Dua Mahasiswa Udayana Tenggelam di Pantai Tegalwangi

Rep: Mutia Ramadhani/ Red: Yudha Manggala P Putra
Republika/Yasin Habibi
Ilustrasi.
Ilustrasi.

REPUBLIKA.CO.ID, JIMBARAN -- Dua mahasiswa Universitas Udayana, Provinsi Bali ditemukan tak bernyawa saat berenang di Pantai Tegalwangi, Jimbaran, Kabupaten Badung, Selasa (14/11) malam. Keduanya bernama I Putu Edi Putra Juliawan (19 tahun) asal Kintamani, Bangli dan I Gede Agus Aditya Putra (19) asal Kerambitan, Tabanan.

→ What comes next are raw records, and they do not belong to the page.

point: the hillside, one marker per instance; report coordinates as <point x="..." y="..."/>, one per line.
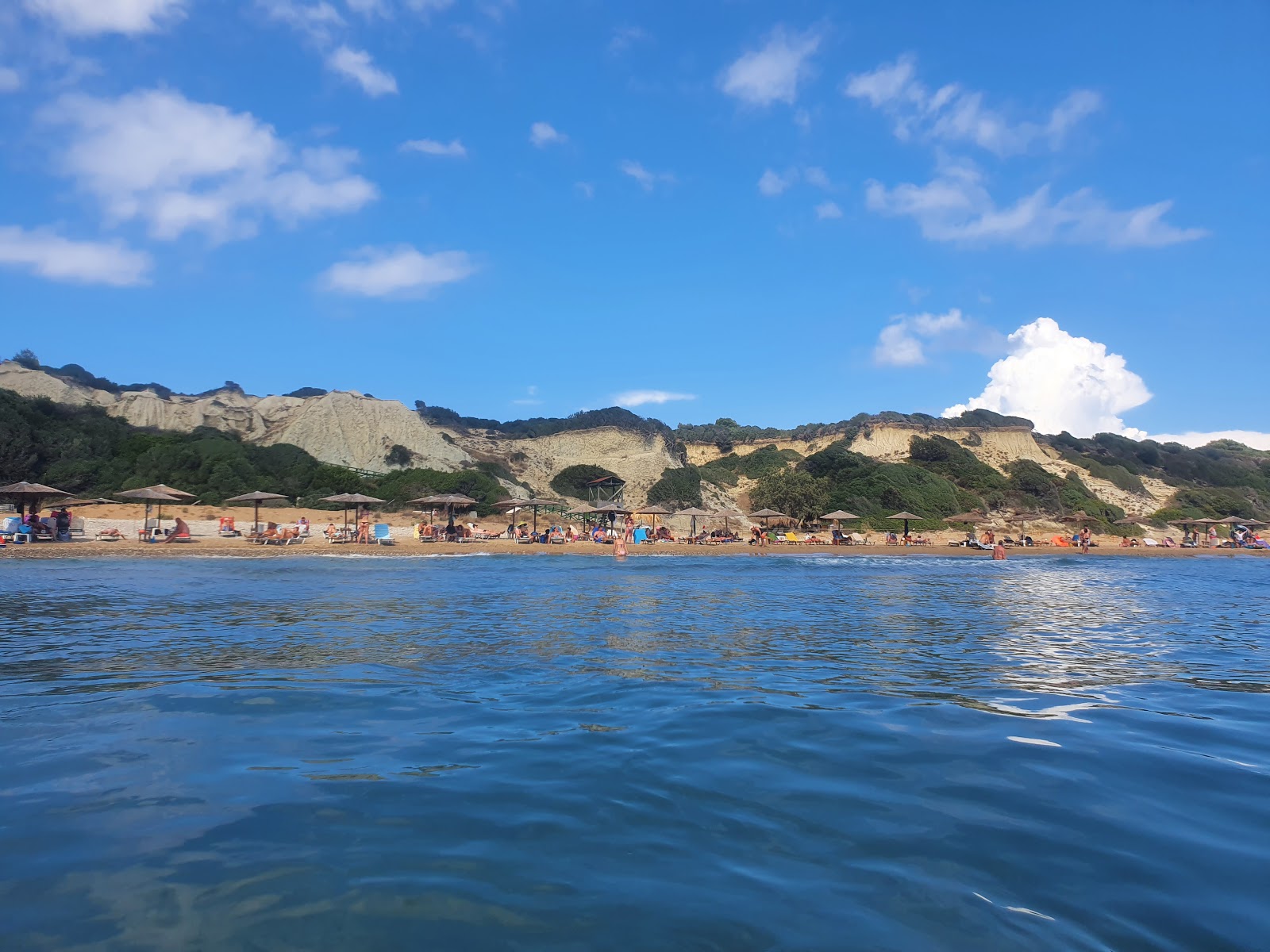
<point x="317" y="442"/>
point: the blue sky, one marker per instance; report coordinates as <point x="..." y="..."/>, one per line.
<point x="778" y="213"/>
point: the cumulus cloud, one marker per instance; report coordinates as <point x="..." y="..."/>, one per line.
<point x="829" y="209"/>
<point x="1060" y="382"/>
<point x="397" y="272"/>
<point x="774" y="183"/>
<point x="357" y="67"/>
<point x="182" y="167"/>
<point x="648" y="181"/>
<point x="956" y="114"/>
<point x="454" y="149"/>
<point x="772" y="73"/>
<point x="90" y="17"/>
<point x="1249" y="438"/>
<point x="543" y="135"/>
<point x="956" y="206"/>
<point x="907" y="340"/>
<point x="50" y="255"/>
<point x="639" y="397"/>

Kepala Kantor SAR Denpasar, Ketut Gede Ardana mengatakan tim baru mengerahkan anggota untuk mencari jasad korban sekitar pukul 18.40 WITA. Kendaraan dan peralatan penunjang disiapkan, seperti truk dan mobil penyelamat yang membawa kapal karet dan peralatan SAR lainnya.

Menurut kesaksian seorang petugas keamanan, Kadek Ardana, dan teman kedua korban yang selamat, kedua korban asik berenang sejak pukul 17.00 WITA. Air laut mendadak pasang sekitar pukul 18.15 WITA dan menarik tiga orang dari mereka.

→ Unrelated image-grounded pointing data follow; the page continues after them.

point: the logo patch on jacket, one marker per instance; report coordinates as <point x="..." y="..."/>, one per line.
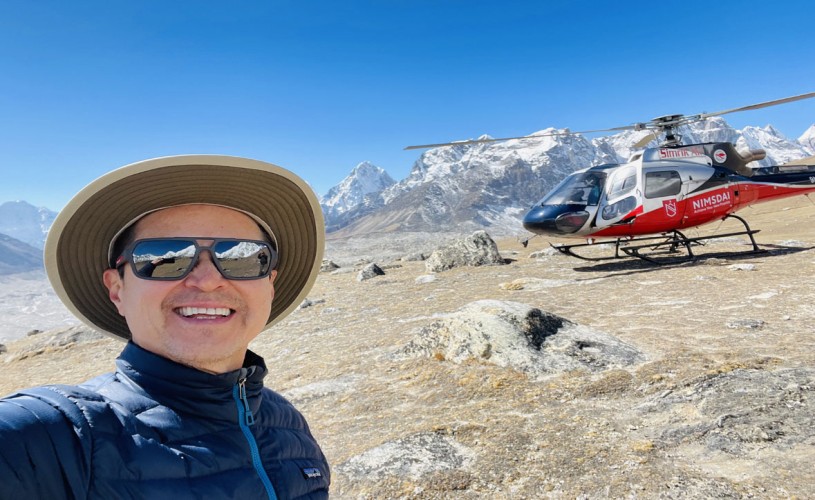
<point x="312" y="473"/>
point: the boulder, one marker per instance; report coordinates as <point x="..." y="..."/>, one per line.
<point x="519" y="336"/>
<point x="478" y="249"/>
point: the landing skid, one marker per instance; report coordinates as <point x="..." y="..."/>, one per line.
<point x="654" y="248"/>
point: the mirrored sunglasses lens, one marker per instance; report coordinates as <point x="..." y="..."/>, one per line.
<point x="243" y="259"/>
<point x="163" y="258"/>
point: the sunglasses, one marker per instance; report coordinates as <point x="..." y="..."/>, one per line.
<point x="174" y="258"/>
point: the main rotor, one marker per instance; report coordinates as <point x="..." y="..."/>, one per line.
<point x="666" y="125"/>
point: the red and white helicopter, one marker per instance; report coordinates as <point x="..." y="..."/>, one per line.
<point x="663" y="190"/>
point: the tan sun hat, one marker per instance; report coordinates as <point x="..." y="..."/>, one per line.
<point x="76" y="250"/>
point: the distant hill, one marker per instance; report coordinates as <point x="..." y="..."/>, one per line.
<point x="17" y="256"/>
<point x="25" y="222"/>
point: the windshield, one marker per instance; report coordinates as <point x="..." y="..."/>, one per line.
<point x="582" y="188"/>
<point x="624" y="180"/>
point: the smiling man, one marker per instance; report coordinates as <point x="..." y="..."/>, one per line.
<point x="187" y="259"/>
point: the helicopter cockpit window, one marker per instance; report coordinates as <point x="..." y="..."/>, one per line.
<point x="662" y="184"/>
<point x="581" y="188"/>
<point x="623" y="181"/>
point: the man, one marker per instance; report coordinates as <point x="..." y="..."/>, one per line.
<point x="187" y="259"/>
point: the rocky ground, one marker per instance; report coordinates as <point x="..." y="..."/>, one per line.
<point x="692" y="380"/>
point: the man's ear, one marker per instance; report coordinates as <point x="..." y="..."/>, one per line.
<point x="114" y="283"/>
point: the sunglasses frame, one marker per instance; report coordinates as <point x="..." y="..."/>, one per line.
<point x="127" y="256"/>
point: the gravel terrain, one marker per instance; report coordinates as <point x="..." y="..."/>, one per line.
<point x="716" y="400"/>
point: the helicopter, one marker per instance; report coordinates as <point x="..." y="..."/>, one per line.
<point x="645" y="203"/>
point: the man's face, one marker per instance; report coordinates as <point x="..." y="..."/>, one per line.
<point x="165" y="317"/>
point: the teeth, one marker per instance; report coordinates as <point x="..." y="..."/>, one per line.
<point x="208" y="311"/>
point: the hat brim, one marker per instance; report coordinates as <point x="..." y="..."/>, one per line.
<point x="77" y="244"/>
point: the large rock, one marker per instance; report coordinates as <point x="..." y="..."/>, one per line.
<point x="515" y="335"/>
<point x="478" y="249"/>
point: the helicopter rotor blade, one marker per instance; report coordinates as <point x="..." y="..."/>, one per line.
<point x="527" y="137"/>
<point x="809" y="160"/>
<point x="650" y="136"/>
<point x="759" y="105"/>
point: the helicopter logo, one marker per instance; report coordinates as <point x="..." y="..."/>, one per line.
<point x="661" y="191"/>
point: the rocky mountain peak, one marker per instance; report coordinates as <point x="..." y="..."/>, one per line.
<point x="25" y="222"/>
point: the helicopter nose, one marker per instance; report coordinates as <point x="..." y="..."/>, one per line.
<point x="555" y="219"/>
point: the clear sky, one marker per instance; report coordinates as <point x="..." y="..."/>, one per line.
<point x="320" y="86"/>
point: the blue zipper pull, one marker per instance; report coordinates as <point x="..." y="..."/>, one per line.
<point x="248" y="417"/>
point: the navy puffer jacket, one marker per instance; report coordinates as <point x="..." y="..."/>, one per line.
<point x="158" y="429"/>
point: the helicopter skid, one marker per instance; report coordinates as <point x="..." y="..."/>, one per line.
<point x="653" y="249"/>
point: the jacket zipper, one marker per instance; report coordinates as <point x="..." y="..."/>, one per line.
<point x="245" y="419"/>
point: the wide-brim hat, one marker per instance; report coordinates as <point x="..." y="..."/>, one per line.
<point x="76" y="250"/>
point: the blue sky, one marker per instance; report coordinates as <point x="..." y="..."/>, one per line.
<point x="319" y="86"/>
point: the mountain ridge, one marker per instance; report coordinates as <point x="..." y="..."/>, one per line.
<point x="489" y="185"/>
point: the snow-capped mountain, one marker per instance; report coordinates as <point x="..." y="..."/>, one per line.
<point x="467" y="187"/>
<point x="17" y="256"/>
<point x="356" y="194"/>
<point x="25" y="222"/>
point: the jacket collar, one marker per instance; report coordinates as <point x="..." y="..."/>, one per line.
<point x="188" y="390"/>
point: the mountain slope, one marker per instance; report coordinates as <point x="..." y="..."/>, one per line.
<point x="26" y="222"/>
<point x="17" y="256"/>
<point x="476" y="186"/>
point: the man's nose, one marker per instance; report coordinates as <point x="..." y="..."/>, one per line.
<point x="205" y="275"/>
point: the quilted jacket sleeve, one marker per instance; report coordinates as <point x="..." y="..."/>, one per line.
<point x="42" y="454"/>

"Satu orang berhasil diselamatkan turis asing, sementara dua orang tenggelam terbawa arus," kata Gede Ardana kepada Republika.co.id, Rabu (15/11).

Tim SAR menyisir bibir pantai sekitar pukul 18.55 WITA, tepatnya sekitar lokasi korban terseret arus. Korban pertama berhasil ditemukan dalam kondisi tak bernyawa pukul 22.30 WITA di sebelah selatan lokasi tenggelam. Jenazahnya langsung dibawa ke RSUP Sanglah menggunakan kendaraan evakuasi.

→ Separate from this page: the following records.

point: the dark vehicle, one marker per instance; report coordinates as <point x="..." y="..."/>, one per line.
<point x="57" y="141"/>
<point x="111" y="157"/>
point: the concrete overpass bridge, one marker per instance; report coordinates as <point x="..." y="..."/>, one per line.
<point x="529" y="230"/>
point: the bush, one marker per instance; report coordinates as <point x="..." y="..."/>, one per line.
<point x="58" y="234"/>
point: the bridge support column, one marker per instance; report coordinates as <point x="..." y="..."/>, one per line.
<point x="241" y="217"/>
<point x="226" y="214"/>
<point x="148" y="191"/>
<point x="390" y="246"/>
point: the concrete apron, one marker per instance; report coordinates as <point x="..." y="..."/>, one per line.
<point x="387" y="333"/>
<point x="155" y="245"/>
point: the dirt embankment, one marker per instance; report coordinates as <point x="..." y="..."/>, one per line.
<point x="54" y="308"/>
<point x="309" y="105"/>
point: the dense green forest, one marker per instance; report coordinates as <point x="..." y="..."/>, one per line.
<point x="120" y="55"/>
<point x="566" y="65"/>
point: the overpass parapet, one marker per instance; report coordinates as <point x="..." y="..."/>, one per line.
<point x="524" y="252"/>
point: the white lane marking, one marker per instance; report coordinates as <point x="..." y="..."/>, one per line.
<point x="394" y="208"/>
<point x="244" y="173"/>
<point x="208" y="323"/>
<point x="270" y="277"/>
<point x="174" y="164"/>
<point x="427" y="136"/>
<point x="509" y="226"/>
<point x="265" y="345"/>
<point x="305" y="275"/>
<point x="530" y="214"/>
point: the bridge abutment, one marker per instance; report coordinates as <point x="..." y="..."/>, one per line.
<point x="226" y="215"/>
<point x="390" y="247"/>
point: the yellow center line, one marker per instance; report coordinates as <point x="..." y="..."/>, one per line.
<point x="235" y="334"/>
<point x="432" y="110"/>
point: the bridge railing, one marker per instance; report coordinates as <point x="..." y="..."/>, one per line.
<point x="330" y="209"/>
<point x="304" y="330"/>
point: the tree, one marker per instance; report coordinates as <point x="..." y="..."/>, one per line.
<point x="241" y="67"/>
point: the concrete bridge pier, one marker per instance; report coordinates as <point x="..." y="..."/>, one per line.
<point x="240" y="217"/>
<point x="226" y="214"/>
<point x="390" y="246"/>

Pada Rabu (15/11), pukul 06.30 WITA, tim kembali melanjutkan pencarian jasad korban kedua. Jet ski dan kapal karet dari Pantai Muaya mulai diturunkan sejak pukul 05.30 WITA. Tim pun menemukan jasad korban kedua sekitar 10 meter dari bibir Pantai Tegalwangi setelah sempat terombang-ambing ombak. Korban langsung dievakuasi ke rumah duka di Kintamani.

Gede Ardana sempat mengajak keluarga korban dan tim bersembahyang di Pura Segara di Pantai Tegalwangi sebelum melanjutkan pencarian. Keberhasilan evakuasi ini juga tak lepas dari kerja sama dengan Kepolisian Sektor Kuta Selatan, serta rekan dan keluarga korban.